By the Kakayers of The Key School, as told to Christy Grimes
Trip Photos by Lisa Stevens

nder gloomy skies, the Susquehanna was gray and choppy. I shivered to think my daughter was going out there in a kayak. Way out there.

As Donna Jefferson shivered on land, the nine kids and five adults from Key School pushed off.

Their mission: To kayak the entire 181-mile length of Chesapeake Bay — from Havre de Grace, where the Susquehanna opens to the Chesapeake, to the south shores of Virginia, where the Chesapeake opens to the Atlantic.

Their plan: To reach the ocean, or as near as possible, in two weeks and two days. The voyageurs would be on their own. Aside from two food drops, they carried all supplies — food, tents and drinking water — in their kayaks.

Real Adventurers

Lee Curry, the man behind the mission, has for years conducted his own brand of outdoor experience for Key School students, from backpacking in Alaska to canoeing the Susquehanna. Curry downplays the derring-do of such adventures in favor of what he values most: the social aspect.

“I take the kids through the process of creating a community that begins the day we meet and ends the day we put our equipment away. It’s a process I love,” said Curry. So do the kids. Most who signed on were veterans of Curry’s earlier trips. Janet Jefferson, 16, and her friend Lisa Stevens, also 16, for example, had hiked two weeks in Alaska with Curry. “There’s always pride in finishing one of his trips,” said Lisa.

Though not part of the Alaska trip, Thomas Powers, then 15, spent his childhood in Juneau, where he and his fellow Boy Scouts had scaled sheer walls of ice. They did their hiking in snowshoes. Paddling the entire Chesapeake was for Powers no big deal — though he wanted it enough to spend months odd-jobbing after school to pay for it.

To make this epic trip smooth, Curry enlisted experienced help.
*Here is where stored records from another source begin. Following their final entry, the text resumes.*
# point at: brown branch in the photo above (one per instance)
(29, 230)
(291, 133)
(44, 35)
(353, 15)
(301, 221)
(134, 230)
One of the paddlers was Donna Schlegel, who has spent her entire life on the water and is manager of Chalk Point Marina. Schlegel called her six days with the Key schoolers “the most grueling trip” she had ever made.

“These kids are real adventurers,” said Schlegel. “They’re not just looking for an ordinary campout.”

Schlegel joined son Sterling, then 13 (and one of the trip’s youngest members), and his friend Jake Kames, 14. A year earlier Kames’ sister canoed 200 miles as part of Curry’s conquest of the Susquehanna.

“Jake’s father told me that canoe trip was a life-changing experience for his daughter,” Schlegel said. “Coming from an adult, that really said something to me.”

Rounding out the group of nine students were Key School upperclasspeople Emily Resnick, 16, Wes Marshall, 15 and Ben Tuck, 16, plus Curry’s 13-year-old granddaughter Meg Vaughan, the only non-Key schooler.

“You come away realizing you’re stronger than you ever thought,” said Janet Jefferson.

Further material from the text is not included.